China was once a meaningful contributor to NVIDIA’s Data Center business. The export control regime that began tightening in late 2022 and accelerated through 2023 and 2024 has effectively removed that market from the near-term growth equation. The $78 billion guide is being delivered without it. That is both a testament to the strength of demand elsewhere and a clear signal of how much higher NVIDIA’s ceiling could be in a different geopolitical environment.
Gross Margin: Recovery in Progress
One area that deserves more attention than it typically gets: gross margins are in a transitional phase. The full-year FY2026 non-GAAP gross margin of 71.3% was down 4.2 percentage points year over year, reflecting the cost complexity of ramping Blackwell’s rack-scale systems. The GB200 NVL72 is a fundamentally different product from the H100 — it integrates GPUs, CPUs, high-bandwidth memory, and liquid cooling infrastructure into a single system, which carries meaningfully higher manufacturing and integration costs in early production.
The Q4 recovery to 75.2% non-GAAP gross margin is an encouraging sign that Blackwell unit economics are improving as volumes scale. Management has guided Q1 FY2027 gross margins to approximately 71%, suggesting another transitional quarter before the expected drift back toward the mid-70s. Investors who have modeled mid-70s margins through FY2027 should treat that as an aspiration rather than a certainty until the data confirms it.
Free Cash Flow: The Number That Doesn’t Get Enough Credit
NVIDIA generated $96.58 billion in free cash flow for the full fiscal year FY2026. To put that in context: that is more free cash flow than most S&P 500 companies generate in total revenue. The $34.9 billion in Q4 free cash flow alone represents a 124.4% year-over-year increase and it is being generated with capital expenditure requirements that remain modest relative to the revenue base, since NVIDIA designs chips but does not fabricate them.
That FCF machine is what funds the $50 billion share repurchase program NVIDIA has been executing, as well as the dividend. It also provides the financial flexibility to invest in software, systems integration, and the emerging physical AI stack that Huang outlined as the next chapter of growth.

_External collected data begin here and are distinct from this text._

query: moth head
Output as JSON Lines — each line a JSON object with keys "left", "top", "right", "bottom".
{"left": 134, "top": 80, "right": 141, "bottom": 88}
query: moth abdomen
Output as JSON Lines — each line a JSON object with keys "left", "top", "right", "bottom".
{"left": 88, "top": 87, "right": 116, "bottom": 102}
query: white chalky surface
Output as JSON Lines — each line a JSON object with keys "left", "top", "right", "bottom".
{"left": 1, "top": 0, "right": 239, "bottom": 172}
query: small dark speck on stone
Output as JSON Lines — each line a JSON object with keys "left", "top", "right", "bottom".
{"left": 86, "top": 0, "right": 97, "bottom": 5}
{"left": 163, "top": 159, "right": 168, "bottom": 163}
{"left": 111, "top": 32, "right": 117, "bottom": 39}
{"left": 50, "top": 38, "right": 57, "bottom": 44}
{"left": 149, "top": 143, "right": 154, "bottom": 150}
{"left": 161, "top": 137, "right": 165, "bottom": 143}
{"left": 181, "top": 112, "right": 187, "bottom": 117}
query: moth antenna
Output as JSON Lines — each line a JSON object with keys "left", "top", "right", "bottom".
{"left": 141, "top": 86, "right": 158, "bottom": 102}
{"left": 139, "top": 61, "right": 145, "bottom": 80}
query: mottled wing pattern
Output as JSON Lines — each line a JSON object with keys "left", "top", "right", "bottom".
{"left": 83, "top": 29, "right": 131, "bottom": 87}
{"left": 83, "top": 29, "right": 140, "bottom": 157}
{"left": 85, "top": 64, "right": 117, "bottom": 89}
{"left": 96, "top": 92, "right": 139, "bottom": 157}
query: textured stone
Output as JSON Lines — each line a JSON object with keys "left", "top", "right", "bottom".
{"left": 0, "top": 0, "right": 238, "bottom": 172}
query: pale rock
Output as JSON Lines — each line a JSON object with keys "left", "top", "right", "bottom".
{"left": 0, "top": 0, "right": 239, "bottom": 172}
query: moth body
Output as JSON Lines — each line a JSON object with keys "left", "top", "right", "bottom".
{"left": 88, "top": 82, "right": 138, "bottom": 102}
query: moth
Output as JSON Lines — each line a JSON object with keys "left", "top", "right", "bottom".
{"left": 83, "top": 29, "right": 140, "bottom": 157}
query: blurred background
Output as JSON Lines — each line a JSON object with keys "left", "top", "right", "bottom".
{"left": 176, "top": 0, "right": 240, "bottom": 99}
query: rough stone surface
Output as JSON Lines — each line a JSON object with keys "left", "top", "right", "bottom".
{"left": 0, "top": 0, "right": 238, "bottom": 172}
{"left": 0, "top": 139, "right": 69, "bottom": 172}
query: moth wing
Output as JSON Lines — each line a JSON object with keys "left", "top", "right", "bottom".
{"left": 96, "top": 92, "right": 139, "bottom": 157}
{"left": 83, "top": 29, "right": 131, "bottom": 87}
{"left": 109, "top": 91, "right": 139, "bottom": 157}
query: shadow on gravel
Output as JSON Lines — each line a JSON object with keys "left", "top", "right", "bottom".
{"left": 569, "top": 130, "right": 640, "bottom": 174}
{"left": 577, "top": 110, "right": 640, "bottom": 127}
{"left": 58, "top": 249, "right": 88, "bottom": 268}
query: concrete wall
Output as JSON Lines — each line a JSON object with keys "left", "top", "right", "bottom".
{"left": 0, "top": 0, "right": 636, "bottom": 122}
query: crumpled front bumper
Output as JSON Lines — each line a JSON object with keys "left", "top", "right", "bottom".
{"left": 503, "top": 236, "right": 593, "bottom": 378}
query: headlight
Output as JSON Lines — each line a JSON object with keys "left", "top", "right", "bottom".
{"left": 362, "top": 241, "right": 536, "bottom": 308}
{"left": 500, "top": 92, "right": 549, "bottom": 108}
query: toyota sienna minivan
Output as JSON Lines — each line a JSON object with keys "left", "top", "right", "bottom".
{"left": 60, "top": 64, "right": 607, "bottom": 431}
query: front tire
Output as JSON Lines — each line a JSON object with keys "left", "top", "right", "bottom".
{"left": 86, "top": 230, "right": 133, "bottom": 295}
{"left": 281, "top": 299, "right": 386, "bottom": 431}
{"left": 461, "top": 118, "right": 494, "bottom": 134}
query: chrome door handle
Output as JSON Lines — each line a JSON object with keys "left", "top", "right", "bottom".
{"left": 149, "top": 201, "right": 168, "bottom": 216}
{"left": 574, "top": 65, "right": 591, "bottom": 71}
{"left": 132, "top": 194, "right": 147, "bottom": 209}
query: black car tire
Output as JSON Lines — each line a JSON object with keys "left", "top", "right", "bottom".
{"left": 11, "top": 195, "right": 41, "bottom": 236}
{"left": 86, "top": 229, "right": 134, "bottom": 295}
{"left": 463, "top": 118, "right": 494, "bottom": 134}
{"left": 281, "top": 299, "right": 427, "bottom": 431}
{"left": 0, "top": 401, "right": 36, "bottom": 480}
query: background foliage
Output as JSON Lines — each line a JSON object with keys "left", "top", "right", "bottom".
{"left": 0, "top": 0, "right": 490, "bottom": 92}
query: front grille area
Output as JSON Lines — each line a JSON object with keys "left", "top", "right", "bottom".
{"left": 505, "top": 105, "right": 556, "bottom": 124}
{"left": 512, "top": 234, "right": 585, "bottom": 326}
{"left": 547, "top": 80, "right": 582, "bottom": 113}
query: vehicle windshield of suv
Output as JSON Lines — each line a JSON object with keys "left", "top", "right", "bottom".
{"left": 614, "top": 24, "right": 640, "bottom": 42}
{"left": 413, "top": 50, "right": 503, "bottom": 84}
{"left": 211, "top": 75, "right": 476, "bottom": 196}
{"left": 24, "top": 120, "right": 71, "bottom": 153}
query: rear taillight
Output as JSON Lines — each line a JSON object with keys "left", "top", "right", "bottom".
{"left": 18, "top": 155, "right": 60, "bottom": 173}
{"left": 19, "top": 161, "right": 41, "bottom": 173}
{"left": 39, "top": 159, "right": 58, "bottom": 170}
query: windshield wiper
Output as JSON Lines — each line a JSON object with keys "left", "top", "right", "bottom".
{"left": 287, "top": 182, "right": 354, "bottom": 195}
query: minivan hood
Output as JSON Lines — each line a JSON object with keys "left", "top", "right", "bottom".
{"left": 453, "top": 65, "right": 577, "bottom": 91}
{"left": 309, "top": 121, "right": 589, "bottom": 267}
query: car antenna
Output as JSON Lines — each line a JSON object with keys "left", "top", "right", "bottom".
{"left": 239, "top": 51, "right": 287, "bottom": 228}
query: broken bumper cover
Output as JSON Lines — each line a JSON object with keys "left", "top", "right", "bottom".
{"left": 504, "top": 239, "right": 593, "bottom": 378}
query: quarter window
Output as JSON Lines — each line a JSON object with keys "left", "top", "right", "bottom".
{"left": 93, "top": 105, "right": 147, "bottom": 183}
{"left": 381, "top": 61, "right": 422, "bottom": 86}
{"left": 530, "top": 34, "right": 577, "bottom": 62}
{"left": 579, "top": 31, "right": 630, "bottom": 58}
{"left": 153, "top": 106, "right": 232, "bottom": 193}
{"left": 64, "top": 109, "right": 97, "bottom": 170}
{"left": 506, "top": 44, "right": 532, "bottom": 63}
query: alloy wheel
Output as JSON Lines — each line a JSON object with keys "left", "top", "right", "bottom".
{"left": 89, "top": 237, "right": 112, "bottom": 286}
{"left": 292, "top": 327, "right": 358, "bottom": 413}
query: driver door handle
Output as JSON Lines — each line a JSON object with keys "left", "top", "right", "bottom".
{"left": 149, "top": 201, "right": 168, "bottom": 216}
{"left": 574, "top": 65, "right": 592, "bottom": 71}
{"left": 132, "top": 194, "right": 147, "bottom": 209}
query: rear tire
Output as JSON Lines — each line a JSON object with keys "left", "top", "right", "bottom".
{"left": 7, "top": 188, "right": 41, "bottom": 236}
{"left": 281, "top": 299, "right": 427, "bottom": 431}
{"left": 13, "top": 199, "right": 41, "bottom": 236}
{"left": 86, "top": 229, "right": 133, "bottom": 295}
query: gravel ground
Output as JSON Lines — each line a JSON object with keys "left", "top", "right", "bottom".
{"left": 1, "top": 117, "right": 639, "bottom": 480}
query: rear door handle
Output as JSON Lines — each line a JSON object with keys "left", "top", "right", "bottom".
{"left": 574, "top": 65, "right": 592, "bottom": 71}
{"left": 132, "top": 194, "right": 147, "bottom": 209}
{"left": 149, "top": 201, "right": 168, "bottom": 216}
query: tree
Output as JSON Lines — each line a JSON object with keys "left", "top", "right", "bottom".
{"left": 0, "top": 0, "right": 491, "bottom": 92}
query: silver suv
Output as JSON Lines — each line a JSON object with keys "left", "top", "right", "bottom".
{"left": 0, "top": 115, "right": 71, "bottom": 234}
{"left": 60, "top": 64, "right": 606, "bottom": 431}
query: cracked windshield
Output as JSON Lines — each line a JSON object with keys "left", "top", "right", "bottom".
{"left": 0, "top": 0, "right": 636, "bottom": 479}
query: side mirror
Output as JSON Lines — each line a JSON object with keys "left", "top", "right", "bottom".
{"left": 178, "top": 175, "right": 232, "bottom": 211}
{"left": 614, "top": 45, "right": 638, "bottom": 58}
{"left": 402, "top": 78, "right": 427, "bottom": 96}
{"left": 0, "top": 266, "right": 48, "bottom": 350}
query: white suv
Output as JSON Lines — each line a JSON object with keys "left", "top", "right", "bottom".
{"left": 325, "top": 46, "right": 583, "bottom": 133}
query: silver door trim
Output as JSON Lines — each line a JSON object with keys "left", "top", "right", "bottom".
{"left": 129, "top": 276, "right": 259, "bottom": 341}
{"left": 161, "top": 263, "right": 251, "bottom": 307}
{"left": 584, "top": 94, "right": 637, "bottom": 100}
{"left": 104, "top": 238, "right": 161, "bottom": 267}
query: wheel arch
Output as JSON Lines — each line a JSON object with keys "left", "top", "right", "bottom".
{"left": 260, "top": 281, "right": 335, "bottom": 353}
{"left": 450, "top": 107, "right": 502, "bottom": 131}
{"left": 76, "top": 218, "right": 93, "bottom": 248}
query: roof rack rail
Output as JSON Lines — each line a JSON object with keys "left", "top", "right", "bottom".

What Jensen Huang Is Actually Saying
The management tone grade of A reflects something more than polished optimism. Huang’s framing on the earnings call was notably forward-leaning in ways that go beyond the typical guidance beat. His declaration that the age of “physical AI” has arrived — encompassing robotics, autonomous vehicles, industrial automation, and sovereign AI infrastructure — is a deliberate signal that NVIDIA’s addressable market is expanding, not plateauing.
The Rubin GPU architecture, succeeding Blackwell, represents the next compounding catalyst on the hardware roadmap. NVIDIA has not provided formal mass shipment timing for Rubin, but the implication from the product cadence is a late calendar 2026 introduction. If Rubin ramps with anywhere near the velocity of Blackwell, the FY2028 revenue trajectory becomes a very different conversation.